You think about this some more and then say:
I love it.
You can be honest, says Andi. If you don’t love it, you won’t hurt my feelings or anything. Just say the word. If you don’t love it, we can think of something else. It’s as easy as that.
Genia, you say, smiling up into the snowfall. Genia…
You experiment with the name, pressing your tongue against your forward pallet, letting it slip away and catch again behind your teeth, then retract and open the back of your throat slightly.

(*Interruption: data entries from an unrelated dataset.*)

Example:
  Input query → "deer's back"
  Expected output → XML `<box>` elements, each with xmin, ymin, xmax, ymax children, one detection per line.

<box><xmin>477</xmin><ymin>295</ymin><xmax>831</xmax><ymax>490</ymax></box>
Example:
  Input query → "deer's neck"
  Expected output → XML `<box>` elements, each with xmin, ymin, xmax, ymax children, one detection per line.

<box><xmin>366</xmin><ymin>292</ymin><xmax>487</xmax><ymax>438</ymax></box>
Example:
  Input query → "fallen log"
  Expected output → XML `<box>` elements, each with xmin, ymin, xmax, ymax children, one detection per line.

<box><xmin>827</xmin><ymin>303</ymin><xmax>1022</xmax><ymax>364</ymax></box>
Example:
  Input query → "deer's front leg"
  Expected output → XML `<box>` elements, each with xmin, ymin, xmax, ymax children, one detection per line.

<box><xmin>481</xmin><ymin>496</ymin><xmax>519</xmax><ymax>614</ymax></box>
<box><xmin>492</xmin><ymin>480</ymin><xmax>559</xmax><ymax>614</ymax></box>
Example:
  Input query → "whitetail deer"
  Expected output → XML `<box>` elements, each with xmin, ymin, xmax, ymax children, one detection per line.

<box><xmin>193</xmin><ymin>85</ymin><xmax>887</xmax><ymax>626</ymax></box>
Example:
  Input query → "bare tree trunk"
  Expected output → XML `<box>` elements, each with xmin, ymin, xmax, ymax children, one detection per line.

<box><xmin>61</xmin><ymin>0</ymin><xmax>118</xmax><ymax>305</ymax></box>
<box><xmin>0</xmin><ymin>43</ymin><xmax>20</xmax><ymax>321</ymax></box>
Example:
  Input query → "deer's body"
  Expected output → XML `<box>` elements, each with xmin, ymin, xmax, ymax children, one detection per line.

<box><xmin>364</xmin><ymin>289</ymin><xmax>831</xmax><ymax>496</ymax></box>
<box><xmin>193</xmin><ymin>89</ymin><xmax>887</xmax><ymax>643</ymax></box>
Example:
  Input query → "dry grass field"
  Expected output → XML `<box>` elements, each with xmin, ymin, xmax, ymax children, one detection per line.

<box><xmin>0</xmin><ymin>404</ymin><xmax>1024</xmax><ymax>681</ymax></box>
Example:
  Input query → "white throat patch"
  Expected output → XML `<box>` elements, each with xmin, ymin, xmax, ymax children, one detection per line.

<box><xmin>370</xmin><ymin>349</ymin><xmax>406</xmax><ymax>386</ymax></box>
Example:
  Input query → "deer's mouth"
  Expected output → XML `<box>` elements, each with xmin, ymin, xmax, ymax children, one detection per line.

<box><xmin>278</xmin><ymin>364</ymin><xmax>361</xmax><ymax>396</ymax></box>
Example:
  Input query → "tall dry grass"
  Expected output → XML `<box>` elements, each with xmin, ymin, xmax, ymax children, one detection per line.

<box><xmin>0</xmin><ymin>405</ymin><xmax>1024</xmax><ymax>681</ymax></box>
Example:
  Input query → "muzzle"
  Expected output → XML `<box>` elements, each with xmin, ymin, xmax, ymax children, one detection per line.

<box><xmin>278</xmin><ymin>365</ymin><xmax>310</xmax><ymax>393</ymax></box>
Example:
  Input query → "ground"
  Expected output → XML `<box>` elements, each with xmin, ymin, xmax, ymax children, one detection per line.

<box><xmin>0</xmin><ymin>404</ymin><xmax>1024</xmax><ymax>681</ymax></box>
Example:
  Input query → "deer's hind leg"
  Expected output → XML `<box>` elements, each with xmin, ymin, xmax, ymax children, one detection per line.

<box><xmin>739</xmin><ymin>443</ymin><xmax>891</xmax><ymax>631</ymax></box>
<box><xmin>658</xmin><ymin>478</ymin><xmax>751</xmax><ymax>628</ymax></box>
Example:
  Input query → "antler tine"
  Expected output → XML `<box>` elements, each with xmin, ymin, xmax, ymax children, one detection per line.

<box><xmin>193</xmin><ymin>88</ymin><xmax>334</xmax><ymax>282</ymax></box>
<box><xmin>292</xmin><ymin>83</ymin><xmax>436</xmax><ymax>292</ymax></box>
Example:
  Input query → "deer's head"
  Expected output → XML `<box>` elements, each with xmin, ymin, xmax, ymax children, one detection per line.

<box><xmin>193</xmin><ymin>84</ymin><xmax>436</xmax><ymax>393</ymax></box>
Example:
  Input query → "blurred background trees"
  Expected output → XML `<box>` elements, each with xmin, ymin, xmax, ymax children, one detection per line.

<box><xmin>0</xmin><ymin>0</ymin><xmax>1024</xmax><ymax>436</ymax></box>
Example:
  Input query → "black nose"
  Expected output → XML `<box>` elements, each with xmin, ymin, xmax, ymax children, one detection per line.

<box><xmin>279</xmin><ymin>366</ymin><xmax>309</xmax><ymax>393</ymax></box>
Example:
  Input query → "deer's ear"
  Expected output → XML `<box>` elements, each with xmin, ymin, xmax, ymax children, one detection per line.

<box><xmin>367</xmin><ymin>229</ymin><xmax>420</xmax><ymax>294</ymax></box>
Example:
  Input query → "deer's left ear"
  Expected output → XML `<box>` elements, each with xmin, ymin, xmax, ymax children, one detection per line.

Sense your lips part for the final ah.
It still feels good the next morning.
It still feels good as you begin to reconceptualize your world with your daughter in it.
You do not simply write, needless to say.
You write and then you rewrite.
Often each line six or eight times, as difficult as that might at first be to believe.
Changing words. Changing punctuation. Changing order.
Traveling.
In order to get it right, presumably.
The language pulling things into clarity on your monitor.
The most expensive photograph having been sold for $400,000, and the longest negative on record measuring twenty-one feet.
Produced in 1992, it shows thirty-five hundred people gathered at a concert in Austin, Texas.
When you walk into the kitchen, you see your daughter sitting in her highchair, short plump arms wagging.
Bouncing in her bungee swing in the doorway.
You hear her agitating toward consciousness in the middle of the night.
For the first six weeks, you learn, she will not need much more than blankets, diapers, and water bottles.
That is it.
That is all.
Initially she will sleep in a crib in your room upstairs.
As she becomes older, you will move her into the loft, and then down into your guest bedroom.
What was once your guest bedroom.
Its walls covered with fresh light.
She coalesces in your imagination: a pink foot, a soft almost bald scalp.
Snapshots.
You see her head cradled in Andi’s elbow, eyes the color of Bahamian seawater.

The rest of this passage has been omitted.